Em primeiro lugar, uma conversa sobre religiões, teologia, e sociedades humanas, entre um padre e uma muçulmana, um diálogo que seja aberto e franco, só é possível entre mentes abertas, maduras, pluralistas, inclusivas. Contudo, este tipo de diálogo só se torna possível quando sabemos que ambos somos filhos de uma cultura ela mesma inclusiva e pluralista. Portugal, e os católicos portugueses são de uma abertura ímpar ao diálogo com intelectuais de outras confissões religiosas. Não é vulgar, salvo em meios académicos muito excepcionais, religiosos e seculares, que os muçulmanos se juntem a intelectuais religiosos e que debatam as questões que Anselmo Borges coloca neste livro. Questões como “Quem Somos? Donde vimos? Para onde vamos? O que é que esperamos? O que é que nos espera? Porque se deve fazer o bem e não o mal? Acaba tudo na morte? Qual é o Sentido último da existência? Têm os mais pobres, as minorias ou as mulheres um lugar nas instituições religiosas? Que papel desempenha a reflexão teológica ou filosófica no interior da comunidade crente?”, são questões raramente colocadas, ou se são, são respondidas com “verdades” assentes em leituras dogmáticas das escrituras sagradas.
No Islão, os muçulmanos fecharam as portas à ijtihad[1] desde o século XIV; entraram a idade das trevas e do desconhecimento a partir da morte de Averróis. A Europa, por seu lado, partiu exatamente de Averróis e tirou proveito dos pensadores, matemáticos, filósofos, poetas, e escritores seus contemporâneos, para construir a sua época das Luzes, e do Humanismo Renascentista. Vários outros factores têm vindo a contribuir para que a maior parte do mundo muçulmano não tenha registado substancial avanço na intelectualidade e raciocínio independente e lógico relativamente aos assuntos da fé e das leis religiosas. Uma das consequências mais negativas deste retrocesso histórico é não só o de impedir que haja espaço para o tipo de questionamento que Anselmo Borges coloca no seu livro, como não ter segurança ontológica para debater estas questões com interlocutores de outras confissões religiosas. E a forma mais infeliz de resposta a este tipo de desafio, que a maior parte dos muçulmanos usa para defender o seu desconhecimento, é a de responder dogmaticamente, e muitas vezes irracionalmente, às mesmas questões que Anselmo Borges coloca.

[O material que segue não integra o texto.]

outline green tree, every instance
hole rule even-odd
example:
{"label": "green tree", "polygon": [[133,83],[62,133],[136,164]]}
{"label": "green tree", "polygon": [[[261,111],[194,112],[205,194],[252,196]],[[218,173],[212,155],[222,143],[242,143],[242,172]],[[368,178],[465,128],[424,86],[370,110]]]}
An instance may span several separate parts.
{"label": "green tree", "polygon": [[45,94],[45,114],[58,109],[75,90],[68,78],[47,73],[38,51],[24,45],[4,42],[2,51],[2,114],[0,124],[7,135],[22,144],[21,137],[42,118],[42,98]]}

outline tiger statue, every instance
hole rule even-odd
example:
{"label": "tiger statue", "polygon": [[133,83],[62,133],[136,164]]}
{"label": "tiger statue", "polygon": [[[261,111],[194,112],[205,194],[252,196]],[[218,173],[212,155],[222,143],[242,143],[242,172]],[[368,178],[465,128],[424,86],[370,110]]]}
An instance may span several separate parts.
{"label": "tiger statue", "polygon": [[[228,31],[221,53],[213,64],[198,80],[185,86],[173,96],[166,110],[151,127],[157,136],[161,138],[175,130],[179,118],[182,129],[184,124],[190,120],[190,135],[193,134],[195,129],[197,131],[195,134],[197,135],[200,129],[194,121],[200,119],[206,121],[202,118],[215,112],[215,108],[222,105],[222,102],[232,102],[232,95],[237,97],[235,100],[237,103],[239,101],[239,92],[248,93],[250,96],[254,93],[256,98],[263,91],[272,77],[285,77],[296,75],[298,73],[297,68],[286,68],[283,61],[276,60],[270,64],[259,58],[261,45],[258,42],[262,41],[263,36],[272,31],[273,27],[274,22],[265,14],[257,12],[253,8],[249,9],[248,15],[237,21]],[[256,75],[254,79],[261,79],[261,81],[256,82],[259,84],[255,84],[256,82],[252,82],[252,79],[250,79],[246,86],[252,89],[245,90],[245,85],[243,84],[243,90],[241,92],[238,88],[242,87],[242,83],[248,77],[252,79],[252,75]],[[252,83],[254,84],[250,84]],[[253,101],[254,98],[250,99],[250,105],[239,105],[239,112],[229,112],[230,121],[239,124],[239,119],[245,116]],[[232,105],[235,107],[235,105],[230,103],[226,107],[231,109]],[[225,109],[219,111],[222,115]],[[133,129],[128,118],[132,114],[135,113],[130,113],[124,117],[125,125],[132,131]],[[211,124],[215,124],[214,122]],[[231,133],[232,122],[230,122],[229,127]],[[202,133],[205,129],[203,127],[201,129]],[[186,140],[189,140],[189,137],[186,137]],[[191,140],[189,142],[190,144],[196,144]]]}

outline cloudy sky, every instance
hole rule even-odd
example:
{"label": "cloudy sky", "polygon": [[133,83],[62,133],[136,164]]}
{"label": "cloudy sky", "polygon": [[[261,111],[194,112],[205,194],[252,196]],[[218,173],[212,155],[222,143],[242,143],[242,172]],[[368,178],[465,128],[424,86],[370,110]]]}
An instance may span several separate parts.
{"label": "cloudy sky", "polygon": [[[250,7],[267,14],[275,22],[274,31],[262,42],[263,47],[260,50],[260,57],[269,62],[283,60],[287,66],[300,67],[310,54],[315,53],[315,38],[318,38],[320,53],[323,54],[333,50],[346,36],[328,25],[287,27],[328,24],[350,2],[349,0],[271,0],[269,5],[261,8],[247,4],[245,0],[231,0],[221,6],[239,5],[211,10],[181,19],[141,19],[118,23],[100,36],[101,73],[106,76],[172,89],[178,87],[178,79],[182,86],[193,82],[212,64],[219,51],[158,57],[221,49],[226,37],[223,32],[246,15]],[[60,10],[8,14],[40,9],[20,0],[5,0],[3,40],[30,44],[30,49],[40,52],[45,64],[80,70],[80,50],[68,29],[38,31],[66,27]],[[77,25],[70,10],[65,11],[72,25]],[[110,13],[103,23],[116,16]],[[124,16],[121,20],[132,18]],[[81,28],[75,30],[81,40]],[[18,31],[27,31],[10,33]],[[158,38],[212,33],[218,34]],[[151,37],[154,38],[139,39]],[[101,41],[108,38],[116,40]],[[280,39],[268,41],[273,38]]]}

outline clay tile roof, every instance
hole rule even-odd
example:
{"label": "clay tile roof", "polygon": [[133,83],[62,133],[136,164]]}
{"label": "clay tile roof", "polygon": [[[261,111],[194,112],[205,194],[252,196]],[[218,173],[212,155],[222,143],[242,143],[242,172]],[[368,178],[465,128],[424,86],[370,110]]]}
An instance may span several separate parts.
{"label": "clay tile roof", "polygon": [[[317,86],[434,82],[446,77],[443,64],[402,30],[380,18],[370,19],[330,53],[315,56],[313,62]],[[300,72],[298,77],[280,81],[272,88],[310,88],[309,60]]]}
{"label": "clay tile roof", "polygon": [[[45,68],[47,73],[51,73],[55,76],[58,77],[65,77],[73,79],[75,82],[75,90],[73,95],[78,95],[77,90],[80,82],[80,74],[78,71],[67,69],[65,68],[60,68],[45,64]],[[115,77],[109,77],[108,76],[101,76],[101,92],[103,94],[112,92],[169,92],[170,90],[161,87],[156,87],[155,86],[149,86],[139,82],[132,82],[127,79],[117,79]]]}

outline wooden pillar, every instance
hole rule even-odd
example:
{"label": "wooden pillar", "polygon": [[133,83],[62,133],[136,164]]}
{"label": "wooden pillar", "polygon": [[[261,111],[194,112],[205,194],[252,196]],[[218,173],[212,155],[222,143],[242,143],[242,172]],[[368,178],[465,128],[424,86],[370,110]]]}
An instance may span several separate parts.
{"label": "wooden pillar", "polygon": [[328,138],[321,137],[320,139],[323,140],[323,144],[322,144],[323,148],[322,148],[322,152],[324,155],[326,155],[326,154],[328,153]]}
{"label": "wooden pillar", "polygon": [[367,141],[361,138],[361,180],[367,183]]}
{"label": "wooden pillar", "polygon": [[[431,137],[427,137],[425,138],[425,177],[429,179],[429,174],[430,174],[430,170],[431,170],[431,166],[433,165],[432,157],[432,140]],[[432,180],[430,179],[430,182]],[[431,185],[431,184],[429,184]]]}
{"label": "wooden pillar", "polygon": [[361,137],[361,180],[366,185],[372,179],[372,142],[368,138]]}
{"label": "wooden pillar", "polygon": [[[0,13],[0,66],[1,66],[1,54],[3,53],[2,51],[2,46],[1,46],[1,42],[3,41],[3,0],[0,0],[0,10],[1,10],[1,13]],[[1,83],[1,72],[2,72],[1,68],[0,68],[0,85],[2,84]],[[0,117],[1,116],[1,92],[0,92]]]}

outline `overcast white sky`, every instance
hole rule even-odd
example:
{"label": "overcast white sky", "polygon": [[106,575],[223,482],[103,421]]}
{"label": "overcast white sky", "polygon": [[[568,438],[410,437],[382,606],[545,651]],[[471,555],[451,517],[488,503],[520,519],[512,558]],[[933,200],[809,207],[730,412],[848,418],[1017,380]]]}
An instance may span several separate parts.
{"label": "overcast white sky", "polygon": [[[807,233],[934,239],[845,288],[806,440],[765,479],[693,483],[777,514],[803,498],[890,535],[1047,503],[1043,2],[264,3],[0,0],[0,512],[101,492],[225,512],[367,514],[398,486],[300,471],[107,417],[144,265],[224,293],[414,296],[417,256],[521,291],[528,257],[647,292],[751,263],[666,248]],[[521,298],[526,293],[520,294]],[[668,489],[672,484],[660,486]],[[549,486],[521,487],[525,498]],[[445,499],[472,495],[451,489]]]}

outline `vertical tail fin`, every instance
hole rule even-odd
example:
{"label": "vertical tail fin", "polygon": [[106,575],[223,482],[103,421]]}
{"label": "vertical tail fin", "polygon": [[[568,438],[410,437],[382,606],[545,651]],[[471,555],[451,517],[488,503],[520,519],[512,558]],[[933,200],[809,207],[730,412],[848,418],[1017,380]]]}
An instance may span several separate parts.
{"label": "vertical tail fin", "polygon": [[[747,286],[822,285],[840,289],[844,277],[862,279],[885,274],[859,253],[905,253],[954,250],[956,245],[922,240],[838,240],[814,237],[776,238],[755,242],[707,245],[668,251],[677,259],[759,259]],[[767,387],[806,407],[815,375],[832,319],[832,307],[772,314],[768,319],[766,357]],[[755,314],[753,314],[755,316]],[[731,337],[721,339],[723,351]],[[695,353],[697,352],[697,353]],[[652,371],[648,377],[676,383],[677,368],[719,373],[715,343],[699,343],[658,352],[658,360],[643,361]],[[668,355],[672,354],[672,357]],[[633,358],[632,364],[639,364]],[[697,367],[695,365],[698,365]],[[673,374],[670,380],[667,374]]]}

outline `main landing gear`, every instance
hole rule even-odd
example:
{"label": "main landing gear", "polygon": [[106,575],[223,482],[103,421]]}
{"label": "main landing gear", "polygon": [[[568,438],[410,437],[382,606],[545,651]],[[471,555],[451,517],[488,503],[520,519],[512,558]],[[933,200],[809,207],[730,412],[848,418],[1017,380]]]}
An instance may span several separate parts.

O segundo aspecto que importa salientar desta experiência de debate tem a ver com a forma como problematiza o Islão. Para o Padre Anselmo, os muçulmanos terão sempre um problema na construção de uma religião de paz. Para ele, o Islão tem um problema que precisa resolver: o da separação entre Estado e Igreja. Mas mesmo que o consigam fazer ele está convencido de que o Islão não será nunca uma religião de Paz porque o seu fundador era um homem violento que promoveu essa mesma violência.
As afirmações de Anselmo Borges, que merecem um capítulo dedicado ao Islão, não são novas; são até comuns, infelizmente. O que me parece importante reconhecer é o mérito em não só levantar estas questões abertamente, mas também em receber, de forma aberta, as minhas argumentações sobre a visão errada que construiu. Mais, direi até que o maior mérito do Padre Anselmo, creio eu, é o de, ao ter-me convidado a apresentar o seu livro, levar-me a mim a pensar no estado da arte dos estudos islâmicos em Portugal e a concluir que é deplorável, triste, perpetuador das maiores lacunas para o entendimento das religiões monoteístas e para os povos moldados pelas culturas religiosas monoteístas.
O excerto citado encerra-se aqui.